Les autorités iraniennes ont coupé l'accès à internet en Iran, face à la contestation monstre dans le pays qui dure depuis la fin de l'année 2025. Pour cela, elles sont parvenues à brouiller les terminaux Starlink, le fournisseur d'accès à internet par satellite lancé par la société d'Elon Musk, SpaceX. Comment le régime des Mollahs y est-il parvenu ?
C'est devenu une arme redoutable pour le régime des Mollahs. Face aux manifestations de grande ampleur qui se déroulent en Iran depuis le mois de décembre, les autorités du pays ont décidé de couper l'accès à internet le 8 janvier dernier pour isoler la population du reste du monde. Pour cela, elles sont parvenues à brouiller les terminaux Starlink, ce fournisseur d'accès à internet par satellite qui appartient à l'entreprise SpaceX d'Elon Musk.

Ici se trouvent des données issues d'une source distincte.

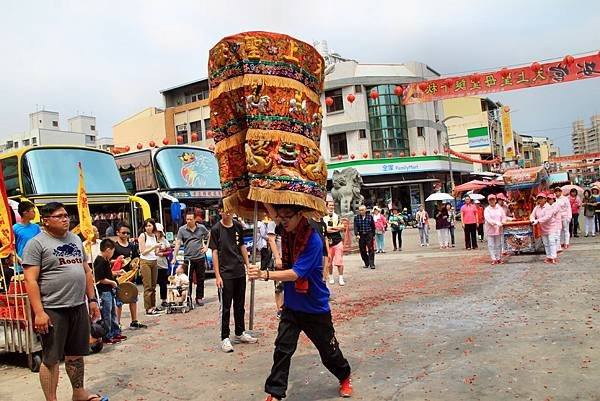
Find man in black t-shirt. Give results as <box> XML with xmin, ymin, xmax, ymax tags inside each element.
<box><xmin>94</xmin><ymin>239</ymin><xmax>127</xmax><ymax>344</ymax></box>
<box><xmin>111</xmin><ymin>221</ymin><xmax>148</xmax><ymax>329</ymax></box>
<box><xmin>208</xmin><ymin>204</ymin><xmax>257</xmax><ymax>352</ymax></box>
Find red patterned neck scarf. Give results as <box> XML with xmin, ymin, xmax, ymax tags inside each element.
<box><xmin>281</xmin><ymin>217</ymin><xmax>313</xmax><ymax>294</ymax></box>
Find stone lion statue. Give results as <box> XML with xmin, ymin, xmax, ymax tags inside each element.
<box><xmin>331</xmin><ymin>167</ymin><xmax>364</xmax><ymax>216</ymax></box>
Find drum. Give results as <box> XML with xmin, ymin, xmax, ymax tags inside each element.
<box><xmin>117</xmin><ymin>281</ymin><xmax>138</xmax><ymax>304</ymax></box>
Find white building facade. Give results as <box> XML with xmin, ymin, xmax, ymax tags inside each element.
<box><xmin>2</xmin><ymin>110</ymin><xmax>113</xmax><ymax>151</ymax></box>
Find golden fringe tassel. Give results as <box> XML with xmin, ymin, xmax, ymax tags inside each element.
<box><xmin>209</xmin><ymin>74</ymin><xmax>321</xmax><ymax>104</ymax></box>
<box><xmin>248</xmin><ymin>187</ymin><xmax>327</xmax><ymax>215</ymax></box>
<box><xmin>215</xmin><ymin>130</ymin><xmax>247</xmax><ymax>153</ymax></box>
<box><xmin>246</xmin><ymin>129</ymin><xmax>319</xmax><ymax>150</ymax></box>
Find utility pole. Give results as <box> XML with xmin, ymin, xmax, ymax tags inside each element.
<box><xmin>441</xmin><ymin>116</ymin><xmax>462</xmax><ymax>192</ymax></box>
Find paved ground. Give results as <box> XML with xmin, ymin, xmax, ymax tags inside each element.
<box><xmin>0</xmin><ymin>229</ymin><xmax>600</xmax><ymax>401</ymax></box>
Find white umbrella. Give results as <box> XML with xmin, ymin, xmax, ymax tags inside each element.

Un "travail de fond" dans le contrôle de l'accès à internet
"C'est la première fois qu'on le voit avec une telle intensité sur Starlink, c'est une nouveauté dans le monde du brouillage", explique à l'AFP Kave Salamantian, professeur à l'Université de Savoie, spécialiste de la géopolitique du cyberespace et co-auteur d'une étude sur l'internet iranien. "Je travaille sur l'accès à internet depuis 20 ans et je n'ai jamais vu une telle chose", abonde Amir Rashidi, directeur pour l'internet du groupe de défense des droits Miaan Group, auprès de la publication spécialisée TechRadar.
Cette prouesse technique est rendue possible après "un travail de fond d'environ 10-12 ans" du régime au pouvoir pour contrôler l'accès à son réseau, souligne Kave Salamantian. Quelque temps après l'arrivée d'internet, à la fin des années 2000, les autorités ont entrepris "une restructuration complète du réseau internet iranien qui a permis en quelque sorte de faire rentrer le djinn dans la bouteille".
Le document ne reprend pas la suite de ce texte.